TWO joint ventures proposing projects that could monetise a significant proportion of WA’s north west gas reserves are at critical stages in their decision-making.
Dampier Nitrogen – a project consortium comprising Canadian fertiliser heavyweight Agrium Inc (51 per cent), listed Australian company Plenty River (39 per cent), Australian engineering and construction firm Thiess (10 per cent), and Kruppe Uhde – is deliberating on an onshore Burrup Peninsula urea and ammonia production facility.
The project is scheduled for possible financial closure later this year but Agrium CEO and vice-chairman John Van Brunt said in Perth last week that the group was literally “at the crossroads” on the proposed project.
Conditional environmental approval has been obtained and a Native Title agreement covering the land allocated to the project is in place.
However, after conducting definitive engineering and marketing and logistics studies, the project partners are now looking at ways to reduce adverse impacts from identified key issues.
These include engineering and construction costs – described as “very high” – and proposed charges for common-use infrastructure, including utilities.
Labour costs were up to 20 per cent higher than in alternative locations, Mr Van Brunt said, and the rising euro and Australian dollar would adversely affect capital expenditure.
This added greater urgency to gaining assurance on economically beneficial infrastructure and utility agreements.
“We’re not going to give up easily but timing is critical in all this,” Mr Van Brunt said.
Australia imports most of its urea requirements, but Dampier Nitrogen wants to produce 1.2 million tonnes of urea per year and make at least 700,000 tonnes of this available to the domestic market.
A Brisbane operation currently produces 240,000 tonnes per annum, but Australia’s demand for urea – a nitrogen fertiliser made from ammonia and carbon dioxide – has been forecast at an annual 2.3 million tonnes by 2010, partly underpinned by a reduction in agricultural trade barriers.
Mr Van Brunt said urea added 85 per cent more value, by revenue, to natural gas than LNG, and WA offered a sizeable, competitively priced natural gas supply.
Dampier Nitrogen estimated it would require 100 terrajoules of gas per day, or an annual 35 petajoules.
Mr Van Brun said Australia’s gross domestic product would benefit by $5.9 billion over the lifetime of the project.
Chamber of Minerals and Energy of WA chief executive Tim Shanahan said the chamber was supportive of the WA Government’s common use infrastructure app-roach.
Some economies could be had with plans by projects to coordinate their use of skilled labour forces.
Demand was driven by the timing of projects, but the chamber was working with training institutions to ensure long-term availability of skilled labour.
The region was remote, Mr Shanahan said, making construction costs high.
He said one challenge for the Government was in managing timely approval and pre-development processes, while meeting community expectations.
Meanwhile, should SasolChevron proceed with its Australian gas-to-liquids plans, it will require 20 trillion cubic feet of gas to produce environmentally efficient synthetic diesel in a $6 billion project that could deliver enough transport fuel to take some of the pressure off Australia’s oil import budget.
But the joint venture’s Australian director Tony Pytte said Sasol-Chevron still required three things before signing off on an Australian location.
Financial capability is not one of these.

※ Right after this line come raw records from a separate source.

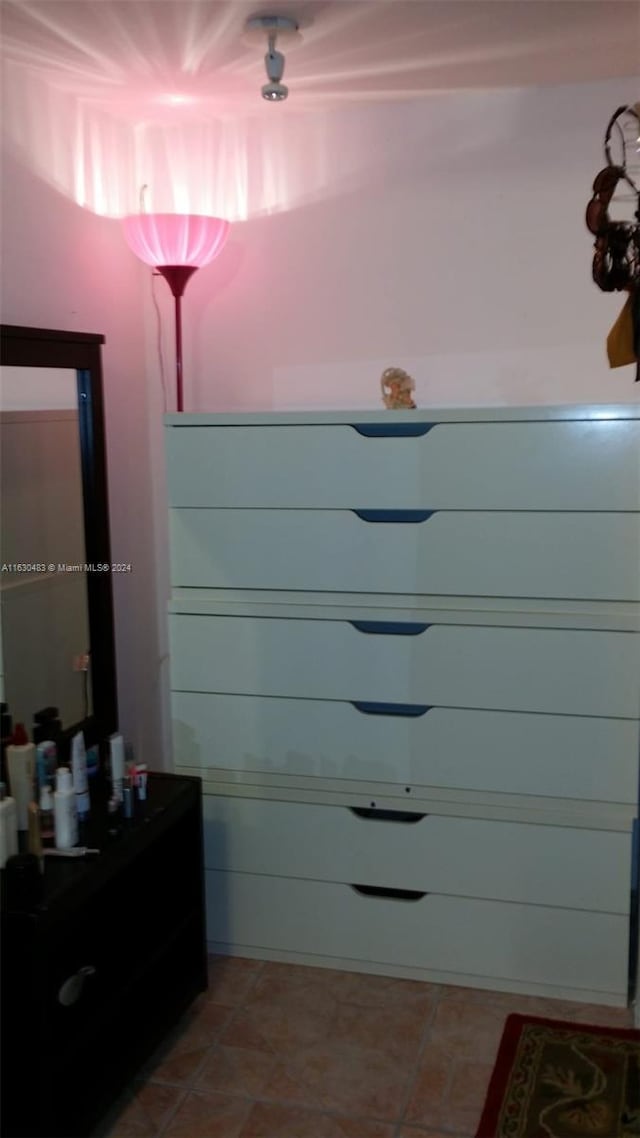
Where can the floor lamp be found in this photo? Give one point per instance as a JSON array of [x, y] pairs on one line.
[[175, 245]]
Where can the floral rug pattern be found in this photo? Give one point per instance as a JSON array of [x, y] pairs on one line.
[[560, 1080]]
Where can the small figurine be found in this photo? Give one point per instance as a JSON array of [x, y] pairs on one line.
[[396, 386]]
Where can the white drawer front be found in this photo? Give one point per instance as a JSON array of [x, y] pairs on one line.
[[464, 857], [493, 751], [528, 943], [580, 555], [585, 464], [520, 669]]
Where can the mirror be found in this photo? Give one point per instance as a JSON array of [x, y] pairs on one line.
[[56, 607]]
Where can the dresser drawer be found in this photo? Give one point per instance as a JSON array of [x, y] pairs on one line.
[[462, 857], [467, 553], [519, 669], [491, 943], [490, 751], [583, 464]]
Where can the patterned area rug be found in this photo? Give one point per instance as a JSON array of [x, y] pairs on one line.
[[563, 1080]]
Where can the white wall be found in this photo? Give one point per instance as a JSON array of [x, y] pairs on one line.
[[445, 236], [65, 267]]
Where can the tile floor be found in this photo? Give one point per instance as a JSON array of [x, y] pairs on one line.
[[279, 1050]]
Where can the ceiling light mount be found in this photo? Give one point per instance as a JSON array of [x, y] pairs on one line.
[[273, 26]]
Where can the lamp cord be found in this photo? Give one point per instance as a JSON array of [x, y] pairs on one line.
[[158, 340]]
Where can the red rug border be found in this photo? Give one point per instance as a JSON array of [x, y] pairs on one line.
[[507, 1053]]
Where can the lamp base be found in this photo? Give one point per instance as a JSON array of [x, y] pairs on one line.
[[177, 277]]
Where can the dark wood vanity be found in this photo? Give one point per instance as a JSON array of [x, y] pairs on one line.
[[99, 969]]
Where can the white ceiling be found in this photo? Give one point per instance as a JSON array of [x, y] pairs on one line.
[[139, 58]]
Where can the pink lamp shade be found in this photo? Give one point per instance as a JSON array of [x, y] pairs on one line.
[[177, 245], [175, 239]]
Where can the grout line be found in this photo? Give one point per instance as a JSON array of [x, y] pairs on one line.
[[420, 1052]]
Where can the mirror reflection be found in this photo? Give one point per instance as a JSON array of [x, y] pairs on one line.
[[44, 644]]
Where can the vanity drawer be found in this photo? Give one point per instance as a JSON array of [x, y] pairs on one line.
[[581, 464], [409, 745], [519, 669], [467, 553], [569, 867], [454, 939]]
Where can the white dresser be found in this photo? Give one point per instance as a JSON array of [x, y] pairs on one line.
[[405, 662]]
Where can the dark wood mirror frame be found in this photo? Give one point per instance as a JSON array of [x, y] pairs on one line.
[[81, 352]]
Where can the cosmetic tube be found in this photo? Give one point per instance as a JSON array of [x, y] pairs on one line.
[[141, 781], [116, 763], [21, 768], [79, 769], [8, 826], [34, 839], [46, 763], [128, 799], [65, 817]]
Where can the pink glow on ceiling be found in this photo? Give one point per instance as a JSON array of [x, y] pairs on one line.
[[175, 239], [104, 96]]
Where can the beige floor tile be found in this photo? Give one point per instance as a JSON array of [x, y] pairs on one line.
[[146, 1112], [431, 1087], [236, 1071], [208, 1116], [466, 1096], [352, 1080], [392, 1030], [467, 1030], [420, 1132], [231, 978], [273, 1120], [548, 1007], [293, 983], [280, 1027]]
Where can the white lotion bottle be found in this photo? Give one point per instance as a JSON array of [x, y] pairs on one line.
[[8, 826], [21, 769], [65, 815], [80, 777], [116, 757]]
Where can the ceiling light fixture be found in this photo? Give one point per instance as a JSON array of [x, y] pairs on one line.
[[275, 90]]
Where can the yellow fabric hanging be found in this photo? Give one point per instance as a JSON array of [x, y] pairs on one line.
[[620, 340]]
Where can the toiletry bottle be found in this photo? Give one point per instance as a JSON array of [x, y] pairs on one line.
[[80, 778], [8, 826], [65, 817], [47, 824], [128, 798], [6, 735], [47, 725], [116, 763], [46, 764], [34, 836], [21, 768]]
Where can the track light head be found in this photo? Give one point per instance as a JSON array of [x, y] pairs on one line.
[[275, 90]]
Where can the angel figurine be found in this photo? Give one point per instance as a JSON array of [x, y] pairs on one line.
[[396, 386]]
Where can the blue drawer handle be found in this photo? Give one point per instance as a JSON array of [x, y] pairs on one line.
[[393, 430], [409, 710], [393, 895], [408, 516], [405, 816], [390, 627]]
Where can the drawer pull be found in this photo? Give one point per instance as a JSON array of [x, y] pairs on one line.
[[393, 430], [390, 627], [409, 710], [395, 516], [390, 895], [71, 990], [407, 816]]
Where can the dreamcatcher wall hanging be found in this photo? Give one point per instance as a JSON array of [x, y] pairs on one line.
[[613, 215]]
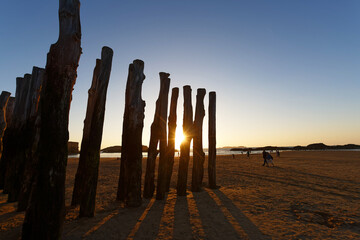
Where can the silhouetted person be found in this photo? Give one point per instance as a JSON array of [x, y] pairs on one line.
[[264, 157], [269, 159]]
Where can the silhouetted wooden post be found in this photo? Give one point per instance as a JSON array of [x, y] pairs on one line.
[[198, 153], [164, 98], [129, 188], [185, 145], [27, 169], [171, 136], [156, 135], [46, 210], [87, 173], [4, 98], [212, 140], [15, 153], [9, 110], [6, 139]]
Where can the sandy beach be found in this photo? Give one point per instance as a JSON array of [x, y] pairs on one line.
[[307, 195]]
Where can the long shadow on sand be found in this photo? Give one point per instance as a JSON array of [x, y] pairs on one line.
[[209, 214]]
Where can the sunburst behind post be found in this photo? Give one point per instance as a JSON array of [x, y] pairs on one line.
[[179, 138]]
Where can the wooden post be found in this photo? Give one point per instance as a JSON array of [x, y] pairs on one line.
[[9, 110], [87, 173], [28, 170], [4, 98], [46, 210], [171, 136], [185, 146], [15, 153], [157, 134], [5, 140], [198, 153], [164, 98], [212, 140], [129, 188]]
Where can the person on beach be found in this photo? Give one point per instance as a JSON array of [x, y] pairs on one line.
[[264, 157], [269, 159]]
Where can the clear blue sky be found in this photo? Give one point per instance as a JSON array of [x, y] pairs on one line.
[[285, 72]]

The essentials for the giant partnership are a competitive fiscal regime, a site that works for the project and a firm supplier.
Mr Pytte said SasolChevron would not move to technical feasibility – an undertaking of between $30 million and $40 million – before it was satisfied on all three essentials that the project could be profitable and internationally competitive.
One issue to be solved is the decision on whether ChevronTexaco can use Barrow Island for the development of gas from the Gorgon fields.
SasolChevron has indicated that while an offshore location such as Barrow Island is the best economic option for a proposed Australian GTL project, the company has contingency plans for an operation anywhere between Karratha and Darwin.
With the Bayu Undan, Sunrise and Blacktip fields all potential suppliers of natural gas to Darwin, it is not inconceivable that WA could lose the SasolChevron project, should it not be able to offer a competitive scenario.